Officer was respected leader in every field

Tom Brady

From the time he joined the Defence Forces as a cadet in 1965, Dermot Earley was being tipped as an officer who was likely to reach the top.

He was already displaying the leadership skills that were to be the hallmark of his career.

And his progress through the ranks of the military was mirrored on the GAA playing fields throughout the country.

Around the time he joined the Cadet School in the Curragh, Co Kildare, Lt Gen Earley made his debut as a senior footballer for Roscommon.

He was to remain the kingpin of the team for 20 years until he opted to retire from inter-county games in the summer of 1985, after his beloved county was beaten by Mayo in the Connacht final.

In a rare tribute to an opposing player, the Mayo men carried Dermot shoulder high from the field, and to applause from both sets of supporters on the sidelines.

Lt Gen Earley's outstanding footballing skills were matched by his honesty and integrity, attributes that earned him the respect of comrade and foe.

Successes with Roscommon resulted in two All-Star awards, a national league medal, an All-Ireland runners-up medal and five Connacht championship medals. But he went into the history books as the greatest footballer never to win an All-Ireland.

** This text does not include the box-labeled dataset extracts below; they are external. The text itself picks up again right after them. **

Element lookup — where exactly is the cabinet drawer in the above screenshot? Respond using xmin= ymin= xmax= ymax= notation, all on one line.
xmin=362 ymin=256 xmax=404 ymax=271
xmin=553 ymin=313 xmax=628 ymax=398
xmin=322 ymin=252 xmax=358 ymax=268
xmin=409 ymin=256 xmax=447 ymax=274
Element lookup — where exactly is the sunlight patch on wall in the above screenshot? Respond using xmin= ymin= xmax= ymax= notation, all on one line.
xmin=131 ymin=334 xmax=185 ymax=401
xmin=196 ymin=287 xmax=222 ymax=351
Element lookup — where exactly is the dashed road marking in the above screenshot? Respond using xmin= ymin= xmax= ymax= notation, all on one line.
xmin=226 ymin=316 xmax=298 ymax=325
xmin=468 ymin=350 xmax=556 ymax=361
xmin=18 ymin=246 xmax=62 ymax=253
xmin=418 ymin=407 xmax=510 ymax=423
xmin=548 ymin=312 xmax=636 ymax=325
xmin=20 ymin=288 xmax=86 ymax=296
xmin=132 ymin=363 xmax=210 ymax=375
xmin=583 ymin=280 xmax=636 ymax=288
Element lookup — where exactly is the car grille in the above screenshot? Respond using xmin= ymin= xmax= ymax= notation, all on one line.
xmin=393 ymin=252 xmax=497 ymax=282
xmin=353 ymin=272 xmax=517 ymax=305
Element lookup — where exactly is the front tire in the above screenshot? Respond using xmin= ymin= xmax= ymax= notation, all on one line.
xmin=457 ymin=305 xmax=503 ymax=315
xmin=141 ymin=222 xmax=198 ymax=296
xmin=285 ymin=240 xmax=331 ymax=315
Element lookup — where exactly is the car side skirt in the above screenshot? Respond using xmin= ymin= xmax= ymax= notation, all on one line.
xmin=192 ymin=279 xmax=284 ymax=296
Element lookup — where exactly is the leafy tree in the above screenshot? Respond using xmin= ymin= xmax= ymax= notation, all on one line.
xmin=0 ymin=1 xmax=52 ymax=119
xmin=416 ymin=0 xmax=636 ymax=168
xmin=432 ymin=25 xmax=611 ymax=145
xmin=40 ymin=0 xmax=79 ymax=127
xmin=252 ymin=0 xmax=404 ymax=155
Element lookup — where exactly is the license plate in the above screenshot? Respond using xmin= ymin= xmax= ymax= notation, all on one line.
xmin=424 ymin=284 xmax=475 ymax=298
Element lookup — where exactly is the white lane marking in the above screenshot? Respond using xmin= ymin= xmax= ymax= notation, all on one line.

At the same time, he was establishing himself as an outstanding soldier in a wide range of roles. He was also one of a select band chosen as the first members of the elite Army Ranger Wing.

Lt Gen Earley also had extensive overseas service, and was a father figure who led by example when the going got tough.

A soldier who served under his command on his first overseas posting said last night: "He was a great boss, with a real ability to inspire."

Lt Gen Earley's service in a variety of appointments in the Middle East was followed by a four-year term as deputy military adviser to the UN Secretary General in New York, before he took command of the Irish battalion in Lebanon.

Appointed Chief of Staff in 2007, Lt Gen Earley was popular with all ranks -- and able to listen to all sides of an argument. Shortly after his appointment, he eased fears about sending troops to Chad -- the hardest mission ever undertaken by the Defence Forces.

Some of his six children have followed in his footsteps. Son Dermot is an Army officer and a Kildare footballer, while daughter Noelle captured an All-Star award last year on the Kildare ladies' football team.